We solve the test problems under different tolerances \(\epsilon \in \{10^{-2},10^{-4},10^{-6} \}\) and dynamic ranges \(d \in \{20,40,60,80 \}\). Similar to the last subsection, we mainly use the total numbers of A- and \(A^T\)-calls \(N_A\) and CPU time to compare the efficiency among different solvers. We also list the relative error so that we can compare ADMM, ASSN with SPGl1. These numerical results are reported in Tables 567 and 8. The performance of ASSN is close to ADMM for tolerance \(10^{-2}\) and is much better for tolerance \(10^{-4}\) and \(10^{-6}\) independent of dynamic ranges. For all test problems, SPGL1 can only obtain a low accurate solution. It may be improved if the parameters are further tuned.

Figures 3 and 4 illustrate the residual history with respect to the total number of A- and \(A^T\)-calls \(N_A\) and the total number of iterations. SPGL1 is omitted since it cannot converge for a high accuracy. The figures show that ASSN has a similar convergent rate as ADMM in the initial stage but it achieves a faster convergent rate later, in particular, for a high accuracy.

5 Conclusion

The purpose of this paper is to study second-order type methods for solving composite convex programs based on fixed-point mappings induced from many operator splitting approaches such as the FBS and DRS methods. The semi-smooth Newton method is theoretically guaranteed to converge to a global solution from an arbitrary initial point and achieve a fast convergent rate by using an adapt strategy on switching the projection steps and Newton steps. Our proposed algorithms are suitable to constrained convex programs when a fixed-point mapping is well-defined. It may be able to bridge the gap between first-order and second-order type methods. They are indeed promising from our preliminary numerical experiments on a number of applications. In particular, quadratic or superlinear convergence is attainable in some examples of Lasso regression and basis pursuit, although the BD-regular condition required for fast local convergence has not been established rigorously. The Jacobian of the \(\ell _1\)-regularized problem (4.1) is (4.3). The term \(\partial ^2h(x))_{\mathcal {I}(x)\mathcal {I}(x)}\) behaves well in our numerical experiments. Similarly, the structure of \(ASA^\top \) in (4.8) for the Jacobian of the basis-pursuit problem (4.4) also helps. Moreover, the number of the A- and \(A^T\)-calls of ASSN when solving the Newton systems shows that the CG method works well in general. It further indicates that the BD-regular condition may hold on these examples.
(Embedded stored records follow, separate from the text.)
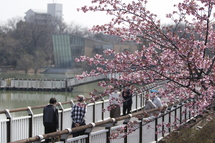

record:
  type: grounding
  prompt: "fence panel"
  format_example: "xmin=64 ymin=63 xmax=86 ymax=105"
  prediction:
xmin=32 ymin=114 xmax=44 ymax=136
xmin=0 ymin=119 xmax=9 ymax=143
xmin=95 ymin=101 xmax=103 ymax=122
xmin=91 ymin=129 xmax=108 ymax=143
xmin=104 ymin=100 xmax=110 ymax=120
xmin=66 ymin=135 xmax=88 ymax=143
xmin=127 ymin=124 xmax=140 ymax=143
xmin=62 ymin=108 xmax=72 ymax=129
xmin=142 ymin=120 xmax=155 ymax=143
xmin=110 ymin=125 xmax=126 ymax=143
xmin=11 ymin=116 xmax=31 ymax=141
xmin=86 ymin=103 xmax=94 ymax=124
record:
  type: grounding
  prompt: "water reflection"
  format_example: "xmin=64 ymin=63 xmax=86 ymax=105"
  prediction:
xmin=0 ymin=72 xmax=75 ymax=80
xmin=0 ymin=82 xmax=103 ymax=119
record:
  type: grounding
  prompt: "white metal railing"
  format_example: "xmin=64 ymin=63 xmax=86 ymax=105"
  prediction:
xmin=62 ymin=104 xmax=197 ymax=143
xmin=0 ymin=80 xmax=165 ymax=142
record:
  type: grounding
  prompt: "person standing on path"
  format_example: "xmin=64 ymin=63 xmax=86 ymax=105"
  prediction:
xmin=109 ymin=86 xmax=121 ymax=118
xmin=71 ymin=95 xmax=87 ymax=137
xmin=144 ymin=93 xmax=156 ymax=116
xmin=150 ymin=89 xmax=163 ymax=108
xmin=43 ymin=98 xmax=59 ymax=143
xmin=122 ymin=87 xmax=132 ymax=115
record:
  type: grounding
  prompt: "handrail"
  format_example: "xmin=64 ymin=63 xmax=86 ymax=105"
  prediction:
xmin=11 ymin=108 xmax=159 ymax=143
xmin=0 ymin=80 xmax=165 ymax=114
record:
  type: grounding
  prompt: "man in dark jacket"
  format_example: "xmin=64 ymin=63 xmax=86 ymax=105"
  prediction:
xmin=43 ymin=98 xmax=59 ymax=143
xmin=122 ymin=87 xmax=132 ymax=115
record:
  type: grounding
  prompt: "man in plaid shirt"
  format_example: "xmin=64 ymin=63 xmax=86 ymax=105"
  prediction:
xmin=71 ymin=95 xmax=87 ymax=137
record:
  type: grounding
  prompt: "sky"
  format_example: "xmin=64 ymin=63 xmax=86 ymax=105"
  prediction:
xmin=0 ymin=0 xmax=181 ymax=28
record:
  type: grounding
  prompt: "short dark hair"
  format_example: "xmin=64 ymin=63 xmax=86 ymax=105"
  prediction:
xmin=49 ymin=97 xmax=57 ymax=104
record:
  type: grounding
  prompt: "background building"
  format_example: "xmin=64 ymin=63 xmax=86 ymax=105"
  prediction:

One of the key issues for solving the monotone nonsmooth equations is the convergence to global optimality. Note that, if h(x) in problem (1.1) is an indicator function of a closed convex set C, the nonsmooth equations with respect to FBS are in the form of \(F(z)=z-\Pi _{C}(x-\nabla f(x))=0\), which are equivalent to a variational inequality (VI) problem. Various globally convergent projection-type or extragradient-type methods have been proposed to solve the VI, see the survey paper [41] and references therein. They may provide us plenty of alternative choices other than the hyperplane projection step in this paper.

There are a number of future directions worth pursuing from this point on, including theoretical analysis and a comprehensive implementation of these second-order algorithms. To improve the performance in practice, the second-order methods can be activated until the first-order type methods reach a good neighborhood of the global optimal solution. Since solving the corresponding system of linear equations is computationally dominant, it is important to explore the structure of the linear system and design certain suitable preconditioners.